Scooters Bandmitglieder wären gut beraten, den finanziellen Gewinn und die Publicity durch die russische staatliche Propagandamaschine gegen den schweren Schaden für ihre Reputation
abzuwägen.
Auf der Website der Gruppe findet man eine Liste der anstehenden Auftritte mit Links zum Ticketkauf für die Fans. Der Link für das #ZB-Fest 2017 führt zu einer russischen Webseite, ohne daß die
Fans davor gewarnt wurden, daß sie, wenn sie mit russischen Visa über Russland auf die Krim einreisen, ein ukrainisches Gesetz brechen und in Zukunft daran gehindert würden, in die Ukraine
einzureisen.
Jegliche Forderung, daß diejenigen, die die Tickets verkaufen, diese Warnung aussprechen sollten, ist dreiste Heuchelei. Die russische Besetzung der Krim hat zu einer harten Einschränkung der bereits begrenzten Redefreiheit in der russischen Föderation geführt und jegliches Eingeständnis, daß die Krim ein besetztes Territorium ist, könnte einen in ernste Schwierigkeiten oder ins Gefängnis bringen.
Sowohl die Russische NGO "Öffentliche Kontrolle" als auch ihr Chef, Michail Anschakow, lernten auf eigene Kosten, wozu es führt, wenn man Touristen mit korrekten Informationen über die Risiken eines Besuchs auf der besetzten Krim versorgt.
Innerhalb eines Tages, nachdem das Informationsblatt veröffentlicht worden war, drohte das Büro des russischen Generalstaatsanwalts mit Strafverfolgung. Seitdem sieht Michail Anschakow sich absurden Anklagen gegenüber.
Deutschland zensiert unbequeme Informationen nicht, und so ist es wert, zur Kenntnis zu nehmen, wovor die NGO gewarnt hat: Anschakow berichtete, daß, zurück bis ins Jahr 2015, daß sich an die NGo bereits mehrere Dutzend Menschen gewandt hätten, denen Schengen-Visa verweigert worden seien. Obwohl die EU-Behörden ihre Gründe nicht erklärten, sei er, Anschakow, überzeugt, daß deren Besuche auf der Krim kurz zuvor der Grund gewesen seien.
Deutschland ist in der Schengen-Zone, doch das Prinzip ist das gleiche: solche Brüche des Völkerrechts würden notiert. Die Information der NGO darüber ist noch immer aktuell und lesenswert.
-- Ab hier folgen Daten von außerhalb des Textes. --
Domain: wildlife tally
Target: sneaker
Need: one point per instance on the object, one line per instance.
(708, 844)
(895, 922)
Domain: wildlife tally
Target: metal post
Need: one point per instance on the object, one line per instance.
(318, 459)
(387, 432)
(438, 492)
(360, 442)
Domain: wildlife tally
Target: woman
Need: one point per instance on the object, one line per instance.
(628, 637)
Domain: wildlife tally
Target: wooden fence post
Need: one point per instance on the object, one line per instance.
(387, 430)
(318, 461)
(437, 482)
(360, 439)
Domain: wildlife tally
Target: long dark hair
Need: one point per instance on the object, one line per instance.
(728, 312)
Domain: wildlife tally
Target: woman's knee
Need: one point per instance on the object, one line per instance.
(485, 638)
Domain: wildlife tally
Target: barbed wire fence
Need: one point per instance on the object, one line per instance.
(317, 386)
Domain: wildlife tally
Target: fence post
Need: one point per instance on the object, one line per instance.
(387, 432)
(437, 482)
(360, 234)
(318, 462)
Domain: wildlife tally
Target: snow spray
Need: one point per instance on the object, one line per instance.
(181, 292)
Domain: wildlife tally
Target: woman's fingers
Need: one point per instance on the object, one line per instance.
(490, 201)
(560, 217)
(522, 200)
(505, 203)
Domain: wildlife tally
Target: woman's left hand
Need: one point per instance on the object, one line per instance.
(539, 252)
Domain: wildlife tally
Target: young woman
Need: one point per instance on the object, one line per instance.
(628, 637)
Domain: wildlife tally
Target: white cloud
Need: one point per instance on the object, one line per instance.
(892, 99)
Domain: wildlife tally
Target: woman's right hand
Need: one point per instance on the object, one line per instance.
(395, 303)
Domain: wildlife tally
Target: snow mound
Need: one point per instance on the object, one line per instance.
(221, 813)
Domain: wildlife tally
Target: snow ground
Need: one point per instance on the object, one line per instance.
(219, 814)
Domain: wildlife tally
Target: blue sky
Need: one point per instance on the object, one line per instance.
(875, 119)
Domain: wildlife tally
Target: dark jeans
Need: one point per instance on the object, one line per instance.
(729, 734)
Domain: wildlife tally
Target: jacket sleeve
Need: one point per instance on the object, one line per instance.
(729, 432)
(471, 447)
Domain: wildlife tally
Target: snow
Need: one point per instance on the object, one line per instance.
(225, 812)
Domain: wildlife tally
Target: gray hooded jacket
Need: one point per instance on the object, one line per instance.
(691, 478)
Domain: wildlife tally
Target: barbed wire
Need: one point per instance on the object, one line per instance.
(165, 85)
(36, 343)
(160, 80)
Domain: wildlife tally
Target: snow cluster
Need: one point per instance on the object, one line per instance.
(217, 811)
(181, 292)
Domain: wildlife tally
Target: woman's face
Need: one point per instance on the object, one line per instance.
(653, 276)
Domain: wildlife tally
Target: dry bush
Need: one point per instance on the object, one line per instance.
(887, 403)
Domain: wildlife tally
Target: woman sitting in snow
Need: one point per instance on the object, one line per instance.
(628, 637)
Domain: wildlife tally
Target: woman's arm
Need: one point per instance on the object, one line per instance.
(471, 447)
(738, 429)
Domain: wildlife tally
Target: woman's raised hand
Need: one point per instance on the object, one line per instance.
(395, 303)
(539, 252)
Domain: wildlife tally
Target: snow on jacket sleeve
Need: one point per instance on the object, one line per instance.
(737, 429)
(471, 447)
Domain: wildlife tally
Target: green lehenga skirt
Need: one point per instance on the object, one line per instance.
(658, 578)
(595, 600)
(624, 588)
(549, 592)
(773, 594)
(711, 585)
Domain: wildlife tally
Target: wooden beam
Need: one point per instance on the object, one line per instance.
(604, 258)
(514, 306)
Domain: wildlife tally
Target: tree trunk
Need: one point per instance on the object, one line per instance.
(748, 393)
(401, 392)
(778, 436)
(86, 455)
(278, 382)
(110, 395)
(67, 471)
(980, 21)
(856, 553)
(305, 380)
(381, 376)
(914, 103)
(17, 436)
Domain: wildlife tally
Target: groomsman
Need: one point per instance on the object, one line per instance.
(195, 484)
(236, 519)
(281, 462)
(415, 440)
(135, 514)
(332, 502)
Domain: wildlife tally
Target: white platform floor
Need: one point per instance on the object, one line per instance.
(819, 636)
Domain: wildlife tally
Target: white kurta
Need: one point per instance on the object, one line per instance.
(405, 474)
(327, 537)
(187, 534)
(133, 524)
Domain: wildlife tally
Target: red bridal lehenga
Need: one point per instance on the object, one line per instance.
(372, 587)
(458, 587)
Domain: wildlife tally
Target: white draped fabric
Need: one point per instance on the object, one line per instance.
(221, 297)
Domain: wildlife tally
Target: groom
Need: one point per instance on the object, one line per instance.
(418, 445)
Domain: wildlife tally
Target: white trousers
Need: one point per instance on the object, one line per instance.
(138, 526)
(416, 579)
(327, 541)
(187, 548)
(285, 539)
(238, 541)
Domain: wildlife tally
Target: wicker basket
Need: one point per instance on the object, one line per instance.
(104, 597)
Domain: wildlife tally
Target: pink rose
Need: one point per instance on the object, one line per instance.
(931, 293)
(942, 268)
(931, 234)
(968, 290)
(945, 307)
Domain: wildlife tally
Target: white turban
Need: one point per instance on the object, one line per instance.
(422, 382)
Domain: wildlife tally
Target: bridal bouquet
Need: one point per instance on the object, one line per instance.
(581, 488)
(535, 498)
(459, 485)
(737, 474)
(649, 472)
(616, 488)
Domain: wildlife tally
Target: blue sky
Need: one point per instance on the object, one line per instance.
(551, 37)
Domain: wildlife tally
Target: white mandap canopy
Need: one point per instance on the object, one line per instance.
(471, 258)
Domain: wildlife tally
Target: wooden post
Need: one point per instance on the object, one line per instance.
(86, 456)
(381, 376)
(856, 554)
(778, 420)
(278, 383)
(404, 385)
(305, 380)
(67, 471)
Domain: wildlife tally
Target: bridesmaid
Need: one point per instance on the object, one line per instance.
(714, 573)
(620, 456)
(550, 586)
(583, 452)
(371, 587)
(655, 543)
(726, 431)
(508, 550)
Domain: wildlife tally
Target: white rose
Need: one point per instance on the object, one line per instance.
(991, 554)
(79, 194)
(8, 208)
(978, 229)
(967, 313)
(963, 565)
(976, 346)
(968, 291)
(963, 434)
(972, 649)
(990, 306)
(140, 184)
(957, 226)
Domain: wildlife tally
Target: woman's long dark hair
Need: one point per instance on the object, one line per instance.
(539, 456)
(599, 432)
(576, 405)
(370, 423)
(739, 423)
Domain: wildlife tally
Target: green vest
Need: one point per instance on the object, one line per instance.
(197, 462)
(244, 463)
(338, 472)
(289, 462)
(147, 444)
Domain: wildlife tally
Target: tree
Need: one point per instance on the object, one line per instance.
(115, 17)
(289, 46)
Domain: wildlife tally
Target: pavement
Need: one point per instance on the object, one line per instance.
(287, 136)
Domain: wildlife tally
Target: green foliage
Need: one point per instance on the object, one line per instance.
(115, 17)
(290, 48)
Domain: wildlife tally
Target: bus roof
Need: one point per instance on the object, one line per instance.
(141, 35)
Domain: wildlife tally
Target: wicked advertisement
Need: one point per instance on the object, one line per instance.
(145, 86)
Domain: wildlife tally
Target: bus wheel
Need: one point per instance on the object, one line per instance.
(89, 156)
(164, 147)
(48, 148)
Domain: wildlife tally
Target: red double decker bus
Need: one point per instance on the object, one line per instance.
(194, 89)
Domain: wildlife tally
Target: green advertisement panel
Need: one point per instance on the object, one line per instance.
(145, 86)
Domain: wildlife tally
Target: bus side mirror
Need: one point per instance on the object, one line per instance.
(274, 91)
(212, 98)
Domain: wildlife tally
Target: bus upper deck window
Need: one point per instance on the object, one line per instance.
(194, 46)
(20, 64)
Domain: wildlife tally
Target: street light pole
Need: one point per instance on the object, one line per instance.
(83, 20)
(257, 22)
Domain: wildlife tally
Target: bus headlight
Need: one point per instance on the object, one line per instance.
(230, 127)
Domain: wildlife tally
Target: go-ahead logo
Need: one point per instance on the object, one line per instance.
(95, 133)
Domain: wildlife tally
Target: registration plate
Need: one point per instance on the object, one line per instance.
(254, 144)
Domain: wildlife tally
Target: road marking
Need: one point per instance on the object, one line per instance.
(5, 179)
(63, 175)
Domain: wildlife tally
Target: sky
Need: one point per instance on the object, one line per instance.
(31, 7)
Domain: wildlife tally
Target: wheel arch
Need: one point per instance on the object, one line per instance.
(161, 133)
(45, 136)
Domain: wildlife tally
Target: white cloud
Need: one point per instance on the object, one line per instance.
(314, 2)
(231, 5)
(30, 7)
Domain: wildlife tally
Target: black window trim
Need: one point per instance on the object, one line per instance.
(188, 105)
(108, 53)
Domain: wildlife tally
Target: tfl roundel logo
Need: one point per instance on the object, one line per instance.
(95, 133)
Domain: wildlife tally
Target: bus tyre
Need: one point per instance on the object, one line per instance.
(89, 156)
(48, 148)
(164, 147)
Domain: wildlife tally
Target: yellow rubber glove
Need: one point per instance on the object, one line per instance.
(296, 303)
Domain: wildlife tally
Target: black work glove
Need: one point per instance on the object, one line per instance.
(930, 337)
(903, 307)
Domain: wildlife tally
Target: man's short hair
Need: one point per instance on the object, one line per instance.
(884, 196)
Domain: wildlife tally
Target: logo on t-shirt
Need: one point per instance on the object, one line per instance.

Russland hat auf der besetzten Krim eine Atmosphäre von Einschüchterung und Terror durchgesetzt und die Krimtataren speziell sind das Ziel, Das hat der Internationale Gerichtshof der UNO unlängst anerkannt , und hat nicht nur die Klage der Ukraine gegen Russland wegen Diskriminierung der Krimtataren und ethnischen Ukrainer angenommen, sondern auch, wegen der Dringlichkeit, vorläufige Maßnahmen erlassen, die Russland allerdings ignoriert hat.
Auf der Krim gibt es keine Redefreiheit, und nicht zufällig verfolgt Russland gerade jetzt einen der wenigen übriggebliebenen, unabhängigen Journalisten bloß deswegen, weil er gegen die Annektierung ist. Es ist dazu übergegangen, Aktivisten einzusperren, die in friedlicher Solidarität demonstrieren und/oder in den Sozialen Medien über bewaffnete Haussuchungen und Festnahmen berichten.
Die Aufmerksamkeit des Westens sowie internationale Beobachter, die den von Verfolgung Bedrohten eine Stimme geben, sind dringend erforderlich. Was nicht erforderlich ist, ist eine deutsche Techno-Band, die Russland mit Propaganda versorgt.